Um episódio com detalhes nebulosos
Transcorridas
cinco décadas, registros do episódio se perderam e detalhes permanecem
nebulosos. As memórias das testemunhas são discordantes em vários
aspectos. É difícil precisar o número total de mortos e feridos, dadas
as discrepâncias de grafia dos nomes em diferentes listas. Existem
dúvidas inclusive a respeito da rota do voo – há quem diga que o PT-CLO
partiu do território paulista, enquanto outros garantem que saiu de um
campo de pouso em Tramandaí.
Pelos dias que se seguiram naquele
verão, uma polêmica ocupou a imprensa – "Sobrevivente ferido acusa:
piloto passou a noite na farra", noticiou ZH. Depoimentos davam conta de
que o condutor do Piper fora visto fantasiado, ingerindo bebida
alcóolica, em um baile de Carnaval da Sociedade Amigos de Tramandaí
(SAT), horas antes de decolar. Otávio Casagrande, que perdeu uma filha e
teve a outra gravemente ferida, lamentou em entrevista ao jornal:
–
Somente total irresponsabilidade do piloto e do proprietário do avião
causaram um drama de tais proporções. Eu estava na praia, vi tudo, desde
as piruetas iniciais até o terrível fim de ferragens retorcidas, gritos
de dor e cadáveres espalhados pela areia da praia onde tudo antes era
alegria.
À época, a 5ª Zona Aérea estava encarregada de investigar
as causas do acidente. ZH contatou diversos órgãos em busca de
informações sobre o desfecho do caso, sem sucesso. A Delegacia da
Polícia Civil de Tramandaí e a Academia de Polícia Civil (museu,
biblioteca e arquivo) não localizaram qualquer documento. O Tribunal de
Justiça do Rio Grande do Sul, em consultas a mais de um setor, não
encontrou referências a um possível processo judicial – uma pesquisa
mais completa, incluindo o Arquivo Judicial, não pôde ser concluída até o
fechamento desta edição.
Em um comentário recente postado em um
blog, sob um texto recordando o acidente, um suposto sobrinho do piloto
refuta a versão sobre a presença do tio na festa. A reportagem não
conseguiu localizá-lo.
Recolhidos, os pedaços da aeronave ficaram
por um tempo no pátio de um prédio da Polícia Civil na cidade. Imagens
do avião viraram suvenires, na forma de monóculos ou decorando as
residências de moradores. Claudio Bittencourth, durante anos,
atormentou-se com as recordações daquele feriadão. Morava em São
Leopoldo, em uma rota de aviões para o Aeroporto Salgado Filho, na
Capital.
Assustava-se sempre que ouvia os potentes motores se
aproximando.
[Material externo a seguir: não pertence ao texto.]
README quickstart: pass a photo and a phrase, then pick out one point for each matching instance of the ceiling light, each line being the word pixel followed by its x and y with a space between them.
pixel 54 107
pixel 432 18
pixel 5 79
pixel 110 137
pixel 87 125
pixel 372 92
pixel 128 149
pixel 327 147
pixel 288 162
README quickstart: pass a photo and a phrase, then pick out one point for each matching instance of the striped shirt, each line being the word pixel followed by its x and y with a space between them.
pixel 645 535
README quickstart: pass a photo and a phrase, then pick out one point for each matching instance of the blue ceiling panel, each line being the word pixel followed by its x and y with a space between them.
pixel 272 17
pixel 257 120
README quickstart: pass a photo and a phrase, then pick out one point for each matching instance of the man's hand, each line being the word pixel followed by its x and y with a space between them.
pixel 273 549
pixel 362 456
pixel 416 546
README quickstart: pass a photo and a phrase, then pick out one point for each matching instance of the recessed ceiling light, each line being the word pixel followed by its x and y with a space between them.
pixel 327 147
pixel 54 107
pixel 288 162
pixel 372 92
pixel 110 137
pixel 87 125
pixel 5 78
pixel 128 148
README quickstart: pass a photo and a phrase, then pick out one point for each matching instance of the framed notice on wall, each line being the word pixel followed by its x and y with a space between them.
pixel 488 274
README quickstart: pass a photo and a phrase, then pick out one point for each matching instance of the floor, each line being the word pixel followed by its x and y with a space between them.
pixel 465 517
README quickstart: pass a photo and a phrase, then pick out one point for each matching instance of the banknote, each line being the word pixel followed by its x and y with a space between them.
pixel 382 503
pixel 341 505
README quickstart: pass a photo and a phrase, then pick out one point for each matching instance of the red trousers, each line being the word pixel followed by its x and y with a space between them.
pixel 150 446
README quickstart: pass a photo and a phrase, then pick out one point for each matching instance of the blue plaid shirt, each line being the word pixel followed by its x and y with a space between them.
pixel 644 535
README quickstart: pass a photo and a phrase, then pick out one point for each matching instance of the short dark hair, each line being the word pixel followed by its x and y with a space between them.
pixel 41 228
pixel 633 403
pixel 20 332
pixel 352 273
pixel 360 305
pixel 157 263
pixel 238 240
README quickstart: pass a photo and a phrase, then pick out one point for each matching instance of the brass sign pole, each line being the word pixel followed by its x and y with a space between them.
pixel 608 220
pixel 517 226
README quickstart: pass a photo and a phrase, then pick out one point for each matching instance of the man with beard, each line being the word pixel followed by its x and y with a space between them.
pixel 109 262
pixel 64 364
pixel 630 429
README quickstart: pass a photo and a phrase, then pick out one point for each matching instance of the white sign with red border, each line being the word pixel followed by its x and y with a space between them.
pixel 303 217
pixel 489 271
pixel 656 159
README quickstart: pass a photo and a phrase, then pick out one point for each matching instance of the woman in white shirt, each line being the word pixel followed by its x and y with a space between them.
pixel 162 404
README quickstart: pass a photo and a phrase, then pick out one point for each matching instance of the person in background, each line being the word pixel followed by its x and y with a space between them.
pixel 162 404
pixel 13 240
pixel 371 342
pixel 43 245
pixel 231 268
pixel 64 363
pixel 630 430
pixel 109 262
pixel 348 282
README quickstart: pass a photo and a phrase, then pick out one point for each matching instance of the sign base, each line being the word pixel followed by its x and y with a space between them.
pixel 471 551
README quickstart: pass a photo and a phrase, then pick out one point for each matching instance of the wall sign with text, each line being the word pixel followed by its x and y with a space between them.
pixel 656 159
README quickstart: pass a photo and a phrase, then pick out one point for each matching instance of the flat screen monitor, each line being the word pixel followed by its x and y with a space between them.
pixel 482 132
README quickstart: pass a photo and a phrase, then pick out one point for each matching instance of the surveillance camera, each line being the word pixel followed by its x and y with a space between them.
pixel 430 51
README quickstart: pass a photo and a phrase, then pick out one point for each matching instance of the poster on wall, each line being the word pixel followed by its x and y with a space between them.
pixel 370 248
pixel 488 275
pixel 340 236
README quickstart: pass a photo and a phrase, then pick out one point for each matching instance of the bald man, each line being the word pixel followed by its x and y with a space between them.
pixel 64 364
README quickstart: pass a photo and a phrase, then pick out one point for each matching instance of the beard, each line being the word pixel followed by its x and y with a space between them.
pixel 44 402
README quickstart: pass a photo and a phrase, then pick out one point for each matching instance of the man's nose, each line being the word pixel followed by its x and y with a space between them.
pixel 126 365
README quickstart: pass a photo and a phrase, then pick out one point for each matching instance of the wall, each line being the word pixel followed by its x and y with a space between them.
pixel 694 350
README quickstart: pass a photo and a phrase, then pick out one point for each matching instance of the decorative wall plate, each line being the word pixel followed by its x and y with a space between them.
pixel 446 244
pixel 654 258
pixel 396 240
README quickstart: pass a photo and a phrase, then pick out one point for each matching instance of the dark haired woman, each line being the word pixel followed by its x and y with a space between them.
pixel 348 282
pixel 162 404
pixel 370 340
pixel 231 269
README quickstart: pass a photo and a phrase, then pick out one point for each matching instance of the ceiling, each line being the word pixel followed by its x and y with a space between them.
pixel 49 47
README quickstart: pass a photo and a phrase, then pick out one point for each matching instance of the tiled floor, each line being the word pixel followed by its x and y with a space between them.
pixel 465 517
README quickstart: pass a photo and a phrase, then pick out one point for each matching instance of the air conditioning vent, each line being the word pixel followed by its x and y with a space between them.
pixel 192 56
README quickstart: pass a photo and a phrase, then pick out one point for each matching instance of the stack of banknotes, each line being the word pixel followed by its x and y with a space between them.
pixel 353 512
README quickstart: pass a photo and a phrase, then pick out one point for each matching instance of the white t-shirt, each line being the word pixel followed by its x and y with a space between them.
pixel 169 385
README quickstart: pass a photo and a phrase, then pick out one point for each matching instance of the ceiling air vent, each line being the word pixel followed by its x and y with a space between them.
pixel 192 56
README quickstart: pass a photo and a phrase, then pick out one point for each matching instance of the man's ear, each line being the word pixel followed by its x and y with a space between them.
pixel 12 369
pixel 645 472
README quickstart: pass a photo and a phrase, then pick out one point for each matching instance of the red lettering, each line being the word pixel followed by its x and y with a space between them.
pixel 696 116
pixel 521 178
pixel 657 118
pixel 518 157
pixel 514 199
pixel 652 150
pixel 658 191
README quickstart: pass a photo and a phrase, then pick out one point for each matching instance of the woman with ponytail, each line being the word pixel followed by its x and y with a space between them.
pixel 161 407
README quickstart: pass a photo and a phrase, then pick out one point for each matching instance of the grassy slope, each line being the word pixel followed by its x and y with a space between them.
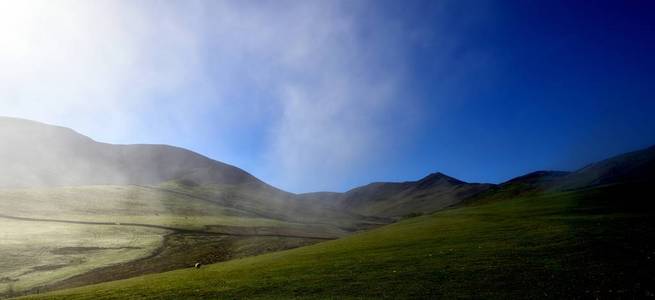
pixel 589 243
pixel 138 204
pixel 37 253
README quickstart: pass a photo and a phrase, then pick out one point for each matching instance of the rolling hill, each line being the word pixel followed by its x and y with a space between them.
pixel 113 212
pixel 592 242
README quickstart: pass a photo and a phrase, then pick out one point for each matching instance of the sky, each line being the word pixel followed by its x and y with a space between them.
pixel 330 95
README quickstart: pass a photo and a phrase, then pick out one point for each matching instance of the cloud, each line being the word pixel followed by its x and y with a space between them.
pixel 322 80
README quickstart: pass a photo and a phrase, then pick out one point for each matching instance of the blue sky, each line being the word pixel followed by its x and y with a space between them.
pixel 328 95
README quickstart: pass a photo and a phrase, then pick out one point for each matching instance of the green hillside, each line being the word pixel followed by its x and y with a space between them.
pixel 590 243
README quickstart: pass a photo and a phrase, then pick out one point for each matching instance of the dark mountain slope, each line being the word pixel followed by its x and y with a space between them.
pixel 435 191
pixel 632 167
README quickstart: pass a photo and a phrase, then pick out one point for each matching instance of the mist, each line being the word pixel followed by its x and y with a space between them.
pixel 308 84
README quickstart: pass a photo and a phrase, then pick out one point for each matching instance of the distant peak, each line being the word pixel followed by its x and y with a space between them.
pixel 438 178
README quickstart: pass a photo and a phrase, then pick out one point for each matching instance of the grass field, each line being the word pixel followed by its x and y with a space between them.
pixel 42 247
pixel 36 253
pixel 142 205
pixel 593 243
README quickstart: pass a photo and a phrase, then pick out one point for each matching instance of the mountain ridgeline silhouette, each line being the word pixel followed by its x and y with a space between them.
pixel 36 155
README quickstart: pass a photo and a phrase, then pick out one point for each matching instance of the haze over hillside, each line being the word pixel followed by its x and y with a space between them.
pixel 36 154
pixel 39 155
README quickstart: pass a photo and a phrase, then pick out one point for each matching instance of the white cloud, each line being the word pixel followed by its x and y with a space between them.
pixel 329 83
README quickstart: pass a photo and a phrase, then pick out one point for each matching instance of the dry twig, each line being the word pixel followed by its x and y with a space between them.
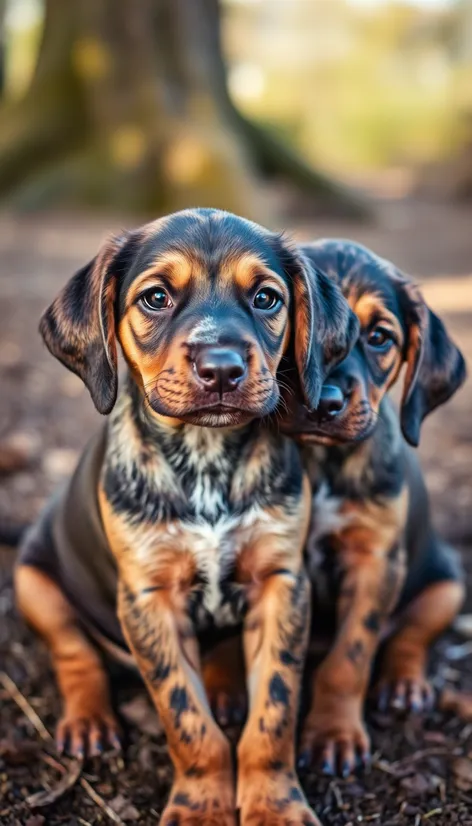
pixel 38 724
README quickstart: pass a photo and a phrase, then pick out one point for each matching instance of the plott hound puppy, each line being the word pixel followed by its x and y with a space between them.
pixel 374 557
pixel 185 515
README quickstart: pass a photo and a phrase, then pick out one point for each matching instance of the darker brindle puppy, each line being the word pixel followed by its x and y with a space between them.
pixel 185 513
pixel 372 543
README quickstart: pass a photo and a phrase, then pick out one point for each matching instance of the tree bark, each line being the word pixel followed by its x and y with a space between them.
pixel 128 107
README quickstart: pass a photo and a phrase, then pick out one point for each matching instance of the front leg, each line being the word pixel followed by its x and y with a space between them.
pixel 372 575
pixel 275 640
pixel 163 642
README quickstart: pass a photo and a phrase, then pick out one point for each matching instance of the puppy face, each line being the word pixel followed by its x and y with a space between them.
pixel 395 327
pixel 203 304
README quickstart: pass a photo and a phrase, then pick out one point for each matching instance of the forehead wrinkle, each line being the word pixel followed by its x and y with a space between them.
pixel 245 267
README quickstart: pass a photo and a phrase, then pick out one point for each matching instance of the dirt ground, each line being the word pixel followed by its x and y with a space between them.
pixel 422 768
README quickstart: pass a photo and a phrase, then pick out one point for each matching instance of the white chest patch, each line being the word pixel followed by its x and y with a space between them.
pixel 326 519
pixel 216 548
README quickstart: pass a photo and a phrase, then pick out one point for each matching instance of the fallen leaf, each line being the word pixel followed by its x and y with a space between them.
pixel 67 781
pixel 18 753
pixel 462 771
pixel 463 625
pixel 35 820
pixel 124 808
pixel 140 712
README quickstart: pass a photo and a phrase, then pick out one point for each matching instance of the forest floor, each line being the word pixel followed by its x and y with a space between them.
pixel 422 768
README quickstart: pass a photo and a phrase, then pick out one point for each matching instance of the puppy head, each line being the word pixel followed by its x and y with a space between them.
pixel 395 326
pixel 203 304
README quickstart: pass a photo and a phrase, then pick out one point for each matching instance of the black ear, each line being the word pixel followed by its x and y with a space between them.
pixel 435 366
pixel 79 326
pixel 325 328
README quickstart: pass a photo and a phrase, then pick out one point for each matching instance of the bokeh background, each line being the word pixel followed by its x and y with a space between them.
pixel 321 117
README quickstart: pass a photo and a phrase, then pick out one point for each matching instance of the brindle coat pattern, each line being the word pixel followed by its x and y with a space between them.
pixel 371 542
pixel 205 511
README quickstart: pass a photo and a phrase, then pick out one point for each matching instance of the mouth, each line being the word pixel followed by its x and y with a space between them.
pixel 337 434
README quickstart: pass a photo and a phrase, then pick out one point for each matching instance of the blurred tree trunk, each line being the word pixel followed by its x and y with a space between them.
pixel 128 107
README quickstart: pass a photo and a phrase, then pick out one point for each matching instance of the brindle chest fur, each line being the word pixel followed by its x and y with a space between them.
pixel 359 498
pixel 187 504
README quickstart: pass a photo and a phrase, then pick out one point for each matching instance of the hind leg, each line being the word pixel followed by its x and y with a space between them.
pixel 403 683
pixel 87 722
pixel 225 681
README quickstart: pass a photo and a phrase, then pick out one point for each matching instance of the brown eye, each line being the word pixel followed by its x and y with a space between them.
pixel 379 338
pixel 266 299
pixel 156 299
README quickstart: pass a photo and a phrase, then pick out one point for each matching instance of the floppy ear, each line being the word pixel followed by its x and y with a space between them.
pixel 435 366
pixel 325 328
pixel 79 326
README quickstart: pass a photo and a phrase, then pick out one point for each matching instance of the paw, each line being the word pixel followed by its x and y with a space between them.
pixel 87 734
pixel 228 708
pixel 404 695
pixel 206 800
pixel 337 742
pixel 274 799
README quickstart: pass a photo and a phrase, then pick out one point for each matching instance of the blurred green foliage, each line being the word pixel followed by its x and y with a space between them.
pixel 355 88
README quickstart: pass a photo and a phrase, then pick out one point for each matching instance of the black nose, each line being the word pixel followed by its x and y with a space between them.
pixel 331 401
pixel 219 370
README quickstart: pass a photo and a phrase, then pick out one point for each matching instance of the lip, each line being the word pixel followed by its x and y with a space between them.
pixel 218 407
pixel 333 437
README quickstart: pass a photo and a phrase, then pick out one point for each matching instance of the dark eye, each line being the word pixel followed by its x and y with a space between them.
pixel 266 299
pixel 379 338
pixel 156 299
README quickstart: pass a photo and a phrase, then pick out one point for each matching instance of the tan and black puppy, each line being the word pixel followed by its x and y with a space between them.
pixel 185 516
pixel 373 554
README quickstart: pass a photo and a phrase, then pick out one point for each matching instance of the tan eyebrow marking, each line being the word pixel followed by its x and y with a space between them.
pixel 370 305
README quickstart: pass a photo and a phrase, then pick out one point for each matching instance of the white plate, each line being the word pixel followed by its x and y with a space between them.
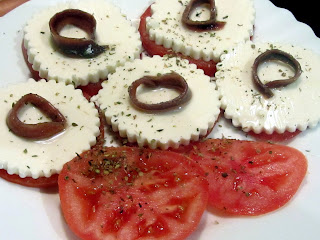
pixel 33 214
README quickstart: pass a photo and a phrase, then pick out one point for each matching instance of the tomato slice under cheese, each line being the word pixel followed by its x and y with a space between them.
pixel 132 193
pixel 248 178
pixel 209 67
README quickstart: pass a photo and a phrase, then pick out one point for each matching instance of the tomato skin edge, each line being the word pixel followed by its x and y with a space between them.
pixel 274 137
pixel 209 67
pixel 68 182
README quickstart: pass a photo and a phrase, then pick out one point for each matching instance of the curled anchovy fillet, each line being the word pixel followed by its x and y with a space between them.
pixel 271 55
pixel 39 130
pixel 169 80
pixel 210 24
pixel 75 47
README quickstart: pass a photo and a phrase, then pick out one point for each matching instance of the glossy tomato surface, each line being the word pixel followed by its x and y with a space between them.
pixel 248 178
pixel 42 182
pixel 132 193
pixel 209 67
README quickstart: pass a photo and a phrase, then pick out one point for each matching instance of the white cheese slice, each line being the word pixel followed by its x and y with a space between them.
pixel 29 158
pixel 296 106
pixel 162 129
pixel 113 29
pixel 165 27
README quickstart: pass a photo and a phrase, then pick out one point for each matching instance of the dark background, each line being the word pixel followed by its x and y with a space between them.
pixel 306 11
Na ocasião de sua primeira viagem aérea, aos 24 anos,
resistiu a embarcar na aeronave que o levaria até o Mato Grosso. Acabou
por se acostumar, empreendendo muitas outras jornadas pelos ares ao
longo da vida, no Brasil e no Exterior.
— Depois que você se senta
lá dentro e trancam aquela porta, seja o que Deus quiser — comenta
Claudio, em sua casa em Imbé, onde vive atualmente.